Por Dios, por Dios. Bueno, para cosas como estas es que me pagan una pensión vitalicia y me conservan artificialmente con batidos de plasma, alcohol y fármacos. La tarea de un zombi mediador es un bastante jodida. Todos insisten en llamarme Maisse; pero al pan, pan… y al vino, vino. Zombi mediador y bien: ni estoy lo suficiente muerto como para que no se me apliquen las Tres Leyes, ni vivo como para tenerlas que cumplir yo a rajatabla.

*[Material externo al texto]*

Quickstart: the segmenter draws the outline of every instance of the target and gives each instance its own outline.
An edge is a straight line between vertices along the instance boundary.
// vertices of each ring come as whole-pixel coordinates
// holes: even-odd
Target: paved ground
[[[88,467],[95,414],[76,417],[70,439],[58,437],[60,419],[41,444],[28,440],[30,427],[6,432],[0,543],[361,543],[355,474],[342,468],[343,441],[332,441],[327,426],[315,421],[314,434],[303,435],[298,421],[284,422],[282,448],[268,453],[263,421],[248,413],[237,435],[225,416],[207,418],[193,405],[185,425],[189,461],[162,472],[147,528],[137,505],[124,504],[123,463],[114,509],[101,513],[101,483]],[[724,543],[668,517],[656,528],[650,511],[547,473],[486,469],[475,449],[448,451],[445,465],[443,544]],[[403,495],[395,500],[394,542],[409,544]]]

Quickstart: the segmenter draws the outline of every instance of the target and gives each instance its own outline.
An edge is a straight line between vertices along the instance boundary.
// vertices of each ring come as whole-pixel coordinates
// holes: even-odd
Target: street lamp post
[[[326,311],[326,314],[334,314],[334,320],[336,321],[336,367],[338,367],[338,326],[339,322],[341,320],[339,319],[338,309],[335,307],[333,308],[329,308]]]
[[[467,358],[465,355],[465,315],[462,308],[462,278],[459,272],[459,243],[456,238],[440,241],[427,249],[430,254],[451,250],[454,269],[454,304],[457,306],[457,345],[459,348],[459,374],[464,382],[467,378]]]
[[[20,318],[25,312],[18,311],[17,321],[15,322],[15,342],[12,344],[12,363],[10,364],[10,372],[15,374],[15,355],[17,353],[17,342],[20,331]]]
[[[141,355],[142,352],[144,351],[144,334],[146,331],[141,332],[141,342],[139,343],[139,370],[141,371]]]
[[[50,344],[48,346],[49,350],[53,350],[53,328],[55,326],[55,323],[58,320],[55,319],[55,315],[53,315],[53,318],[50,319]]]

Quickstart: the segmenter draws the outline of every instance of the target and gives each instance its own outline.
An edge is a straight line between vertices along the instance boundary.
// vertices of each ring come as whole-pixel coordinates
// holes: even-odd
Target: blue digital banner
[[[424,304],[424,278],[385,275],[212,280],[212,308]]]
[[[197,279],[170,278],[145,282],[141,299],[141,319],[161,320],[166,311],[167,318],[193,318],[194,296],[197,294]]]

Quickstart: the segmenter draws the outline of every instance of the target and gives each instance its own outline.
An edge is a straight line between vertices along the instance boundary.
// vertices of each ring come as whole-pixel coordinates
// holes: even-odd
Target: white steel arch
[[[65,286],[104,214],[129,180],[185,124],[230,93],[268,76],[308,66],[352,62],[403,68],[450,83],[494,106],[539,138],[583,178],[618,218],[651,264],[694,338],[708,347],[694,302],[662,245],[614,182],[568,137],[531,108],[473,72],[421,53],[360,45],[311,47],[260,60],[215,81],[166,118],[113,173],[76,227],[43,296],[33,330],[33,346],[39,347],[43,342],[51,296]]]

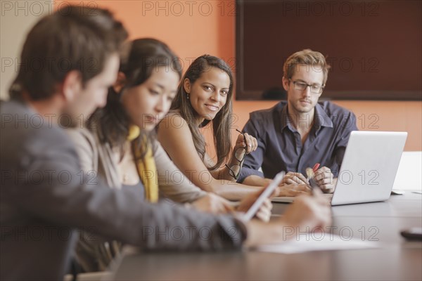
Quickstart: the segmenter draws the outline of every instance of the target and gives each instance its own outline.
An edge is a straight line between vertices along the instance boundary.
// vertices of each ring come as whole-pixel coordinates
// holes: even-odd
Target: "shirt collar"
[[[296,129],[292,125],[288,118],[288,112],[287,109],[287,103],[281,109],[281,130],[288,127],[290,131],[295,131]],[[319,129],[321,126],[333,128],[333,122],[330,117],[326,114],[322,106],[319,103],[315,105],[315,115],[314,117],[314,126]]]

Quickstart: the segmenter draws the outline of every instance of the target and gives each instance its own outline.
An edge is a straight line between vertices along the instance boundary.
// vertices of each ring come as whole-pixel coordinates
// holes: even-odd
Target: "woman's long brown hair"
[[[204,120],[200,126],[198,126],[197,120],[198,116],[195,111],[191,102],[188,98],[188,94],[184,87],[184,81],[187,78],[191,84],[195,81],[200,75],[209,71],[212,67],[217,67],[225,72],[230,78],[230,87],[227,93],[227,100],[224,106],[218,112],[212,120]],[[231,125],[232,112],[232,97],[233,97],[233,77],[230,67],[222,59],[210,55],[203,55],[196,58],[186,70],[184,76],[181,80],[177,95],[172,104],[172,110],[179,110],[182,118],[188,123],[195,148],[200,159],[203,161],[205,155],[205,140],[200,131],[202,128],[210,122],[212,122],[212,131],[214,132],[214,145],[217,152],[217,163],[215,165],[208,167],[208,170],[214,171],[222,166],[229,157],[231,152],[231,134],[230,126]]]

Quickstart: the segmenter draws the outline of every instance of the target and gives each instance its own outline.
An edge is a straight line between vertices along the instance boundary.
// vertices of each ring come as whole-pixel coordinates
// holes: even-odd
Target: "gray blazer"
[[[144,250],[238,249],[244,225],[107,188],[80,169],[63,129],[17,102],[0,105],[0,279],[63,278],[82,229]]]

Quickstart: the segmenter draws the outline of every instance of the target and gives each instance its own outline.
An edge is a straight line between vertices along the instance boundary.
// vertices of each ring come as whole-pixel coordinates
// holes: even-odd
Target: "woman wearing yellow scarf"
[[[101,176],[111,188],[134,188],[151,202],[162,196],[201,211],[231,211],[229,202],[190,182],[155,139],[154,129],[170,107],[181,75],[178,58],[165,44],[152,39],[133,41],[117,81],[109,89],[107,105],[87,126],[69,130],[69,136],[93,183]],[[243,202],[250,202],[248,199]],[[243,209],[246,205],[241,203]],[[270,209],[268,201],[257,216],[267,221]],[[116,241],[82,239],[77,260],[84,271],[102,270],[120,249]]]

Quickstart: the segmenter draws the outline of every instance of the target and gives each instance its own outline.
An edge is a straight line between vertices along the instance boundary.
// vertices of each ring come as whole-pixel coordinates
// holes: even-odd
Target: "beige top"
[[[121,188],[117,169],[119,159],[110,145],[101,143],[98,135],[87,129],[70,129],[67,131],[75,144],[82,169],[89,172],[89,176],[101,176],[110,188]],[[153,145],[160,196],[185,203],[207,194],[177,169],[158,141],[155,140]]]

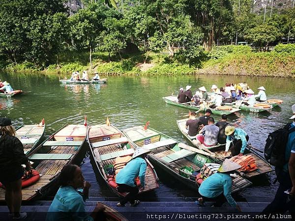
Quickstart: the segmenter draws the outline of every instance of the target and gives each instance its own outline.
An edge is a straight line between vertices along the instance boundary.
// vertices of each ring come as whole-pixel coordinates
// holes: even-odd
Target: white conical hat
[[[248,89],[248,90],[246,90],[245,91],[245,93],[248,94],[254,94],[254,92],[251,89]]]
[[[187,85],[185,87],[185,90],[189,90],[191,87],[192,87],[191,85]]]
[[[142,155],[143,154],[150,153],[150,151],[151,150],[139,147],[135,150],[135,151],[134,151],[134,153],[133,153],[133,155],[132,155],[132,159],[135,158],[136,157],[137,157],[140,155]]]
[[[236,163],[231,161],[228,159],[226,159],[222,165],[218,169],[218,172],[225,173],[230,171],[236,170],[240,168],[241,166]]]
[[[264,88],[263,86],[258,87],[257,89],[259,89],[260,90],[266,90],[266,88]]]
[[[199,89],[204,92],[207,91],[207,90],[206,90],[206,88],[205,88],[205,87],[204,87],[204,86],[203,87],[199,87]]]

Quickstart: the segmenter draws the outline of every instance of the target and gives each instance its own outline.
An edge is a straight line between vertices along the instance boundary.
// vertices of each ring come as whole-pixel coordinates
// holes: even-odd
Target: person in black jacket
[[[9,209],[9,216],[15,219],[27,218],[26,213],[20,213],[22,203],[22,164],[30,170],[31,166],[24,152],[24,146],[15,136],[11,120],[0,118],[0,182],[5,187],[5,200]]]

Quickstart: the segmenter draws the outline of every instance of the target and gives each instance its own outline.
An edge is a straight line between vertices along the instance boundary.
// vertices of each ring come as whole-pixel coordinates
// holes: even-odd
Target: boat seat
[[[119,138],[95,142],[92,144],[93,147],[99,147],[103,146],[108,146],[109,145],[116,144],[117,143],[126,143],[127,142],[128,139],[126,137],[122,137]]]
[[[83,141],[47,141],[43,146],[81,146]]]
[[[177,143],[177,141],[173,139],[170,138],[155,142],[154,143],[149,143],[147,145],[144,145],[142,147],[145,149],[148,149],[149,150],[152,150],[154,149],[157,148],[158,147],[174,144],[175,143]]]
[[[69,160],[73,154],[35,154],[29,159],[30,160]]]
[[[116,158],[118,157],[130,155],[130,154],[133,154],[133,153],[134,153],[134,150],[132,148],[127,149],[127,150],[119,150],[119,151],[113,152],[100,155],[100,159],[102,161],[106,161],[107,160]]]
[[[23,144],[32,144],[36,142],[38,139],[29,138],[29,139],[20,139],[20,140]]]
[[[167,163],[171,163],[195,154],[195,153],[193,152],[190,151],[189,150],[187,150],[185,149],[182,149],[181,150],[170,154],[167,156],[161,158],[161,159]]]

Ahora, a hacer lo que me toca. Camino hasta la orilla y tomo una cuenta de mi pulso de santería. La lanzo al agua y la bolita comienza a pulsar como un faro, mientras canto:

Omi omo Yemaya, Iya mi lateo
Alabaru bomi, Iya mi awo oyo odan
Iya mi tuku tukuekueye, Asarayabi Olokun
Abo lona oyale, Yemaya ye inle ye lodo
Yale yo luma, Akotakue, lebe
Choicho, niwe, Chubobo, bona
Oggun mayelo dogniti bamba baña
Yemaya oro lodo, Orulode

Un siseo conocido me anuncia que los Monitores del río Almendares ya están aquí. La androide Yemayá que atiende el caso escucha mi informe, mientras que por pura pantomima asiente con la cabeza de cuando en vez. Los Monitores se encargan de arrastrar el cadáver al río y borrar todos los vestigios de fluido azul de las hojas.

Yemayá coincide con mi razonamiento: suicidio. La unidad psicosocial se contaminó de la ilógica humana, y se golpeó repetidamente el pecho con un pico para aparentar un asesinato. No habrán represalias, ni económicas ni militares. Eso sería cooperar con el deseo de esa unidad aberrante de borrar a Cuba del mapa. De más está decir que no es necesario dar detalles al Consejo, que tampoco los desea. Todo queda en casa, así que una vez más he demostrado mi utilidad. Por supuesto, habrá que mandar a Tolete y todo el equipo forense a las tolvas. Pero de los males, el menor.

Los monitores dejan en lugar del androide a una chica cualquiera, recuperada del río hace un par de horas. Ya estaba muerta cuando la lanzaron al agua, así que no pudieron hacer nada para salvarla. La tiraron por Puentes Grandes al río Quibú. Agradezco el gesto mientras se marcha la procesión de máquinas, y sobrescribo la memoria del dron con la nueva escena del crimen.

Regresa entonces el petricor, el tufo a clorofila y el cabrón murmullo del cristalino e impoluto río Almendares. Me saca de quicio que ahora tenga que reportar y procesar este asesinato, pero por lo menos la tregua sigue en pie. Por Dios, por Dios: me esperan todavía un par de horas en el puto Bosque Metropolitano.

Pero, por lo menos, hoy me libro para siempre de Tolete.


Álex Padrón (La Habana, 1973) estudió Ciencias Farmacéuticas. Trabajó como investigador en Biomedicina y profesor de la Universidad Latinoamericana de Ciencias Médicas y la Facultad de Química de la Universidad de la Habana. Es narrador, poeta, periodista cultural, podcaster y guionista de radio.

Luego de escribir terror y ciencia ficción (Reino Eterno, Letras Cubanas 2000) y obtener el Gran Premio del Concurso Iberoamericano de Ciencia Ficción, Terror y Fantasía Terra Ignota 2004; retoma la literatura años después, como autor de novela negra contemporánea, con Matadero (Atmósfera Literaria 2018, España), a la que siguen La herencia de los patriarcas (Atmósfera Literaria 2019, España) y Tres Lunas (Guantanamera Grupo Lantia 2020, España).

También ha publicado los poemarios Los mapas del Tiempo (Primigenios 2020, EEUU) El rosario del hombre de ceniza (Primigenios 2020, EEUU) y la colección de cuentos de Ciencia Ficción Pesadilla, tragedia y fantasmas de Neón (Primigenios 2020, EEUU).

En su obra destaca la creación de atmósferas sórdidas, tramas magnéticas y el trabajo de la psicología de sus personajes y el lector. Así, cubre una amplia escala que va desde la poesía romántica hasta la narrativa CF y la Fantasía, pasando por el llamado realismo sucio, el hardboiled y la ficción histórica.